5. An additional primitive that is assumed in the above but not typically listed is platform identity quantization. For measurements of platform identity and code identity to be meaningful, they must be updated every step up the way–first the system BIOS, then the boot stages and operating system kernel, and the identities of all programs loaded by the operating system, must be measured to obtain a meaningful code and platform identity.

The Trusted Platform Module (TPM), TCG’s snake in the primeval garden of mainstream computer hardware, is built primarily to assist in functions 1, 2 and 5–its internal hardware consists of little more than some register banks, symmetric and asymmetric crypto and the hashing function. To fully implement 3 and 4, and thus complete the basic hardware for a trusted computer that is general-purpose and easy to program for, hardware manufacturers would have to move their own fat asses to the beat of TCG’s drum, and they have been loath to do so.

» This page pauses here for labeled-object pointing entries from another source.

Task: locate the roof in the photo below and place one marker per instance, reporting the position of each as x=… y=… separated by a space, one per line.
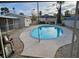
x=15 y=15
x=2 y=16
x=47 y=16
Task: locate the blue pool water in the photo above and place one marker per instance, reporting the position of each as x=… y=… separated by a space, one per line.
x=46 y=32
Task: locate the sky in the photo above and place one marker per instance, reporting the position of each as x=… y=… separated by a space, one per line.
x=46 y=7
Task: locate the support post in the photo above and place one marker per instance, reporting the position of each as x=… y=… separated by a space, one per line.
x=13 y=24
x=7 y=25
x=2 y=44
x=74 y=29
x=38 y=18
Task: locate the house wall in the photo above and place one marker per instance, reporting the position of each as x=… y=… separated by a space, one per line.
x=48 y=19
x=21 y=22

This is why TC cannot be retrofitted to XP through Windows Update, and why even Vista’s implementation is bastardized and crippled. Serves them right for ignoring academia’s work on the subject.

Six years after Stanford unveiled the concept of execute-only memory (a misleading and silly-sounding name for an elegant, cryptographically-assured architecture that is efficiently implements memory curtaining), everybody’s favorite piece of badly architected silicon the x86 remains an untenable choice of hardware for trusted computing. Ignoring for now that without secure I/O channels even a working trusted computer remains critically vulnerable at the hardware level, the x86 simply doesn’t do enough to enable memory security in consumer operating systems. And Windows, whether it says home or professional on the box, is the textbook definition of a consumer OS. For them to drop all security-by-obscurity features and move to pure-TC-ready would have meant too much of a design rethink.

Linux is a different story. In Linux, all you need to do is beef up enforcement, deny root arbitrary access to protected memory areas, and add code identity logging to the boot sequence. Most of what’s needed is already part of the SELinux extensions + the Enforcer kernel module. This has led more than one person to point out that open source and trusted computing need not be mortal enemies just because the people behind TC are evil. In fact, in a country where the courts have repeatedly demonstrated their inability to enforce accountability on the corporate monoliths, it doesn’t make a whole lot of sense to “trust” any trusted system whose code is not available for public scrutiny–who knows what kind of arbitrary incursions into your rights as owner they’ll try to pull?

Hence, the origins of OpenTrustNet, my hazy concept for a trusted application suite that is of, by and for the open culture movement.